L’impression existe dans les sphères officielles de la Conférence que les Turcs partiront dès qu’on aura réglé la question des Détroits et celle de leurs frontières. Ils se montrent intransigeants sur le régime des capitulations qu’ils veulent abolir, sur les concessions ferroviaires et minières et ne veulent pas lâcher les pétroles de Mossoul demandés par les Anglais; le pacte national d’Angora leur en fait une obligation; leur antagonisme avec les Anglais est aigu.
Pour ce qui est des chemins de fer d’Anatolie, les Turcs ont bien accueilli la requête de la Banque des chemins de fer orientaux3; ils seraient disposés à renouveler les concessions à des Suisses qui n’ont pas d’arrière-pensées politiques. Mais les chemins de fer ont subi des dégâts importants au cours des dernières hostilités gréco-turques; le montant en est diversement apprécié; la délégation anglaise a formulé le chiffre de 4 à 5 millions de pounds; M. Huguenin, ancien directeur des chemins de fer, actuellement à Constantinople, ne les évalue qu’à 20 millions de francs, chiffre qui paraît insuffisant à M. Frey. Quoi qu’il en soit, il est impossible d’obtenir des capitalistes suisses les 50 millions, environ, nécessaires au rétablissement du service des diverses lignes de l’Anatolie. La personnalité italienne qui a documenté M. Frey lui a demandé à brûle-pourpoint si les Suisses seraient disposés à participer à un grand consortium financier international, composé surtout d’Anglais, de Français et d’italiens et qui se proposerait de reprendre tous les chemins de fer de l’Asie Mineure, et non seulement les lignes d’Anatolie; la banque serait alors admise avec son paquet d’actions. M. Frey a réservé sa réponse. Il a appris que les Turcs craignent ce projet pour des raisons politiques et il craint luimême qu’en acceptant, il ne compromette sa situation vis-à-vis des Turcs, pour le cas extrêmement probable où ceux-ci se refuseraient d’accorder des concessions ferroviaires à ce consortium. Il estime qu’il faudrait si possible avoir l’appui des Américains, qui, politiquement, ne portent pas aux Turcs le même ombrage que les grandes Puissances européennes.

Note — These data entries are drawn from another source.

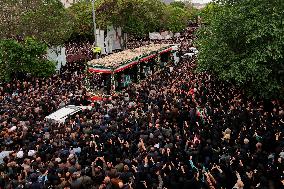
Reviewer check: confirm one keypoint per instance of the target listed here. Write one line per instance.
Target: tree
(46, 20)
(24, 57)
(177, 18)
(243, 43)
(83, 20)
(179, 4)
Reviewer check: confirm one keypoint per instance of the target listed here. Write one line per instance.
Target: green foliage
(176, 18)
(24, 57)
(178, 4)
(83, 19)
(244, 43)
(208, 12)
(136, 17)
(45, 20)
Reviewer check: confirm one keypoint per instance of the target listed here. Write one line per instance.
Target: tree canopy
(243, 43)
(24, 57)
(45, 20)
(136, 17)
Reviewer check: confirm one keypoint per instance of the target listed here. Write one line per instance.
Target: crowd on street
(175, 129)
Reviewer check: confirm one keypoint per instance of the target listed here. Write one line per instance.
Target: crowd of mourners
(175, 129)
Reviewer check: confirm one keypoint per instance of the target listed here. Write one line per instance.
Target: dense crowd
(175, 129)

Comme il désire savoir mon avis, je lui réponds qu’il ne me paraît pas opportun de traiter uniquement entre Turcs et Suisses pour les deux raisons suivantes: a) financièrement, les milieux suisses ne pourront ou ne voudront pas fournir les capitaux nécessaires à la remise en état des chemins de fer; b) politiquement, la Suisse, sans Légation à Constantinople4, ne serait pas en état d’assurer l’observation des concessions si les Turcs venaient à en enfreindre les dispositions; un consul général n’aurait pas non plus le prestige nécessaire pour le faire. Les Suisses ne peuvent donc se passer de l’appui de grandes Puissances étrangères, et comme la Turquie n’a qu’une confiance modérée dans le désintéressement des grandes Puissances européennes, je demande à M. Frey s’il n’y aurait pas moyen de faire l’affaire à trois, à savoir Turcs d’une part, et Suisses et Américains de l’autre.

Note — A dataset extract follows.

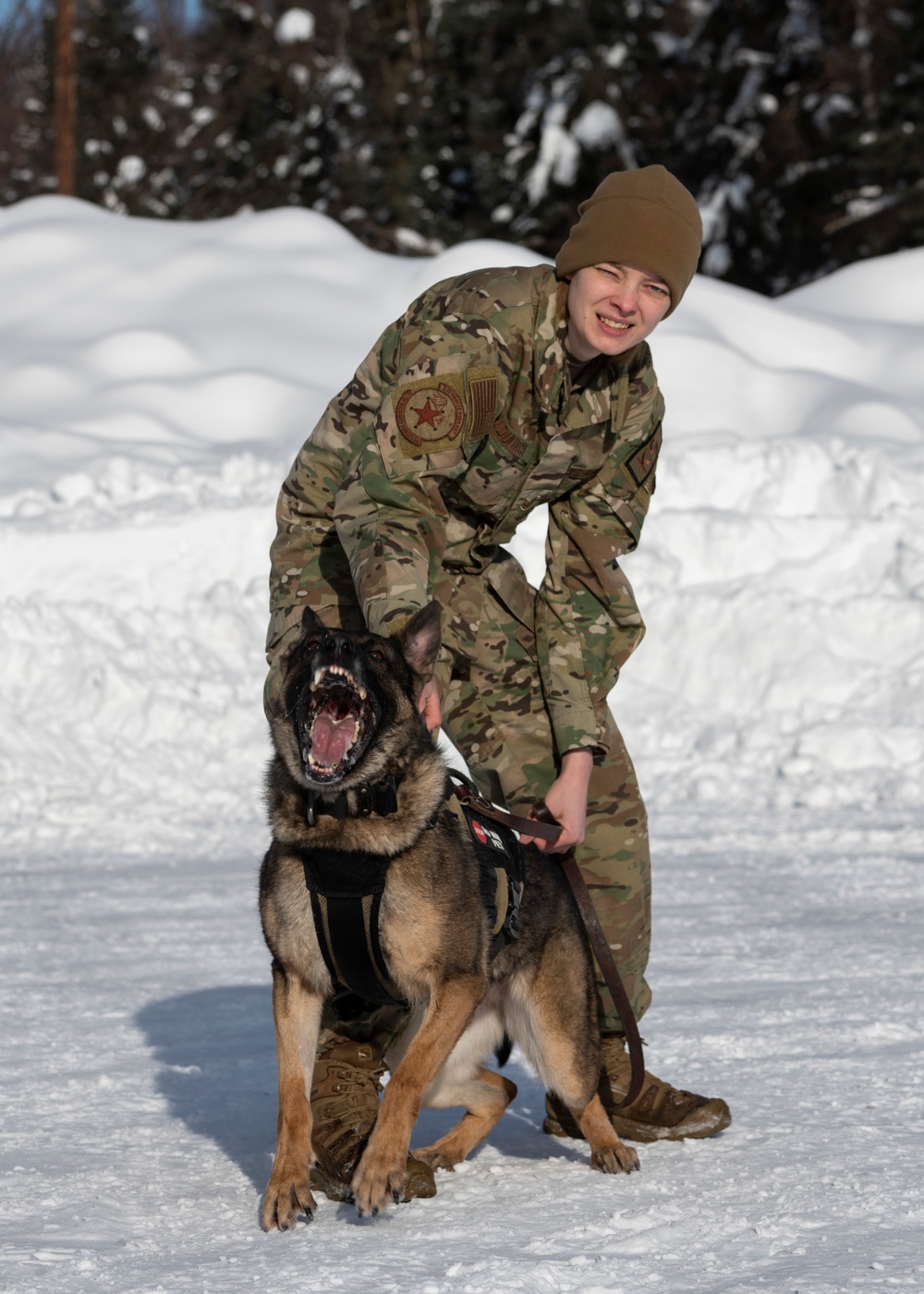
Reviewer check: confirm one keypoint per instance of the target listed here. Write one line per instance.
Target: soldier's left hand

M. Frey me répond qu’à première vue, il ne lui semble pas impossible d’intéresser de puissants milieux financiers à la question des chemins de fer, d’autant plus que les Etats-Unis s’intéressent aux gisements pétrolifères d’Asie Mineure et n’ont pas appuyé, à Lausanne, les prétentions anglaises. Il se mettra en rapports à ce sujet avec ses correspondants américains; ce sont les chemins de fer d’Anatolie qui ont obtenu la concession de la ligne Bagdad, concession comprenant celle des mines et puits de pétrole se trouvant dans un certain rayon des deux côtés de la ligne; lorsque la Compagnie des chemins de fer d’Anatolie a, par la suite, cédé à la Compagnie du Bagdad les concessions de chemins de fer qui lui avaient été accordées, elle en a excepté le droit d’exploiter les mines de pétrole; elle s’est donc réservé les concessions minières et pétrolifères et celles-ci appartiennent, en fait, à la Banque de Zurich, principal actionnaire des chemins de fer d’Anatolie. Il y a donc espoir d’avoir l’appui américain.
M. Frey nous tiendra constamment au courant.